In this study, subjects were managed with a mannitol dose more than 200 g/day. Antiedema therapy consisted of mannitol and furosemide. Both of them were significantly associated with AKI, probably increasing nephrotoxicity of each other with their hypovolemic effects. Additionally, osmotic nephrosis caused by mannitol could result in AKI.1 Furosemide had a synergistic role in the development of osmotic nephrosis. Other predisposing factors were advanced age, diabetes mellitus, and preexisting renal insufficiency.7 However, results of this study revealed that there was no significant association between development of AKI and these factors. This could be attributed to the low number of patients in the study.

Having atrial fibrillation was another risk factor associated with AKI in acute ischemic stroke patients. Atrial fibrillation could promote systemic inflammation, induce fibrosis within the myocardium, and contribute to decline of left ventricular systolic and diastolic function over time.16 It was known that effective arterial volume could be low in patients with atrial fibrillation.
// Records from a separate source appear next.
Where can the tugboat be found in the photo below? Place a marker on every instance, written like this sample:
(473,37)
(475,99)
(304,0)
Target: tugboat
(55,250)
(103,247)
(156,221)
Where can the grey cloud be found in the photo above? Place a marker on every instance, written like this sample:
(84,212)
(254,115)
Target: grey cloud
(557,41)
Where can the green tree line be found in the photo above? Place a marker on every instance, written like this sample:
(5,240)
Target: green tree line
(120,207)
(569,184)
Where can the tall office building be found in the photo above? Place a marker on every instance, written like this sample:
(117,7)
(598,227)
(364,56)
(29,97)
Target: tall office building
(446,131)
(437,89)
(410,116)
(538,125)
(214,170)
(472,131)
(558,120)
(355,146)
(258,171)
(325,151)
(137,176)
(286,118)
This could explain the association of atrial fibrillation with AKI in this study.

Systolic and diastolic blood pressure at admission were both higher in patients who developed AKI. Meanwhile, only DBP revealed significant association with AKI. Regression analysis disclosed that higher DBP and management with mannitol were the significant risk factors for AKI in acute ischemic stroke patients. Hypertension history was found to be frequent among patients of this study. More severe hypertension or uncontrolled hypertension could explain the association between higher DBP and AKI.

Sympathetic nerve system activity was increased in rats with acute ischemic stroke.17 This activity could induce proinflammatory cytokine production such as tumor necrosis factor alpha and monocyte chemoattractant protein-1.17 Monocyte chemoattractant protein-1 and tumor necrosis factor alpha could mediate acute ischemic and toxic kidney injury.18,19 Higher systolic and diastolic blood pressure in patients developing AKI could be attributed to higher sympathetic nerve system activity.

The limitations of this study were the retrospective design of the study, low patient number, and lack of data about smoking history and antiplatelet drug medication.

In conclusion, higher DBP at admission is the most important risk factor for AKI. However antiedema therapy should be used carefully in patients with acute ischemic stroke. Serum creatinine levels or estimated GFR should be monitored frequently to prevent AKI.

Disclosure

This study is supported by Baskent University School of Medicine. Study was approved by Baskent University Ethics Committee. Ethics Committee Project no: KA12/261. The author did not receive financial support. There was no experimental investigation on human subjects. The author alone is responsible for the content and writing of the paper. The author reports no other conflicts of interest in this work.